According to the report, residential construction activity rallied in the second half of 2021, following the temporary closure of construction sites earlier in the year due to Covid-19 restrictions.
In the fourth quarter of last year,19,495 residential buildings were under construction, a 16.5% increase on the corresponding figure in fourth quarter of 2020.
Residential construction activity was strongest in the Leinster region, accounting for almost 60% of all buildings under construction.
The highest share of the country’s residential construction activity was in Dublin at just over 15%, however this was down slightly on the same period in 2020.
An increase in residential construction activity was recorded in 18 counties in the final three months of 2021, with the highest year-on-year increases in Offaly, Waterford and Clare.
The sharpest decreases were in Galway and Leitrim.
“Covid-19 has proved to be a substantial speed-bump for the delivery of housing supply in Ireland,” said Dara Keogh, CEO of GeoDirectory.
“The knock-on impact of the closure of construction sites in early 2021 can be seen in the relatively low number of new address points added to the GeoDirectory database, which was down 17.4% on the previous year,” he said.

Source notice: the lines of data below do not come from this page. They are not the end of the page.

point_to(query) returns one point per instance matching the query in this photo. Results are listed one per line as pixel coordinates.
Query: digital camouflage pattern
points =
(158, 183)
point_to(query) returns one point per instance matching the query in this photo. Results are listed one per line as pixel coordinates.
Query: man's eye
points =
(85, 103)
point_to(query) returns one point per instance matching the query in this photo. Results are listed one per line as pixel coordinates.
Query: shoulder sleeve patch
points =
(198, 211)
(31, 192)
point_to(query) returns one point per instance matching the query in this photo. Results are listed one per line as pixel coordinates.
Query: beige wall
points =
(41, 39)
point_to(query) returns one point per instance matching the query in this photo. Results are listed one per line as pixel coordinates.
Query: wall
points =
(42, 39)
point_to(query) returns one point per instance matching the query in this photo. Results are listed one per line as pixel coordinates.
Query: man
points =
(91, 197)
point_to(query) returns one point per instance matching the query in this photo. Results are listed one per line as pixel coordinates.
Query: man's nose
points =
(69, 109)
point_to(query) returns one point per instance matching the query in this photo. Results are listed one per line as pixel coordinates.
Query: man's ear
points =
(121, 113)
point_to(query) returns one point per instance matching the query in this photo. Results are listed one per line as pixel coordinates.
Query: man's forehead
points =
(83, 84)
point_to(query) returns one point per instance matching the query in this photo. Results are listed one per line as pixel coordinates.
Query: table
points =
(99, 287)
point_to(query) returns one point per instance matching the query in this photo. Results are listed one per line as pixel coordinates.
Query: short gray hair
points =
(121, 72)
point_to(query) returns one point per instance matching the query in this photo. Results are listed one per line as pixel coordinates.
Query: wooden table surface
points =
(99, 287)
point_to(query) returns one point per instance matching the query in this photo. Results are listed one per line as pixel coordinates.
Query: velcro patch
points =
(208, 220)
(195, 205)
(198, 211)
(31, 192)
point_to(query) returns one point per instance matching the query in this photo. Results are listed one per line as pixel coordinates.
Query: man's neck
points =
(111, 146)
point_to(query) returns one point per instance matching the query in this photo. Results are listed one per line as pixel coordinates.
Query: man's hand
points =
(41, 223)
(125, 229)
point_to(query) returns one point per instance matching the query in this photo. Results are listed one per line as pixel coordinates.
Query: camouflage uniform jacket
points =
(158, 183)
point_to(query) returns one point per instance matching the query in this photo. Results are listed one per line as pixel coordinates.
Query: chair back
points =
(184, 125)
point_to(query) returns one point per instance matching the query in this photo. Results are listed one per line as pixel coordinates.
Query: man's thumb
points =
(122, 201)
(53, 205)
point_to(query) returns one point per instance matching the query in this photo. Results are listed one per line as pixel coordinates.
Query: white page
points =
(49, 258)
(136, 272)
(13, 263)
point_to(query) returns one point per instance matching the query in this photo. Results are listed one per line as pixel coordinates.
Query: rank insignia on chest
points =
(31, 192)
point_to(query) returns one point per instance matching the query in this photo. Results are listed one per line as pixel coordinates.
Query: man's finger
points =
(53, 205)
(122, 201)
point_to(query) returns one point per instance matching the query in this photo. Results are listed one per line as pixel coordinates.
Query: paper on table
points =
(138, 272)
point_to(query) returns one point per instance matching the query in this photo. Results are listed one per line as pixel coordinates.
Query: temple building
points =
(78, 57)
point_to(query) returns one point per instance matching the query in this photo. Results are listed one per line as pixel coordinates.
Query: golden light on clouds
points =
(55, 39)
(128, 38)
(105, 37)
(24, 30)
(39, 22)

“However, residential construction activity has rebounded strongly since reopening fully in April, with 19,495 buildings recorded as being under construction in Q4 2021, the highest figure recorded since we started this report in 2014. This indicates a strengthening residential supply pipeline going into 2022,” he added.
The report also reveals that there were 90,158 vacant dwellings recorded in the State in the final quarter of last year, representing 4.4% of the national housing stock.
This was a marginal decrease on the same quarter the previous year.
Year-on-year, residential vacancy rates decreased in 20 of the 26 counties.
The lowest residential vacancy rates in the country were found in Dublin, Kildare, Waterford and Louth.
Across the counties of Leinster, the average residential vacancy rate stood at 2.3%.
The three counties with the highest residential vacancy rates were found in Connacht, which had a province-wide vacancy rate of 9.2%.
Leitrim remained the county with the highest residential vacancy rate at 13.3%, although this was lower than the previous year.
Mayo and Roscommon recorded the next highest vacancy rates.
The report reveals that the number of derelict buildings has dropped by 7.3% since 2006, with 22,096 derelict residential units across the country.
The majority of derelict address points last December were located along the west coast of Ireland.
Annette Hughes, Director, EY Economic Advisory said the report confirms that there is exceptionally high levels of demand in the housing market.
“This is evident from the significant increase in the average house price, up 9.4% nationally, with price increases recorded in every county,” she said.
“Based on our analysis for this report, the 90,158 vacant residential properties and the 22,096 derelict residential properties across Ireland should be investigated to ascertain if they can be returned to the housing stock, a move which would also support our retrofitting targets,” she added.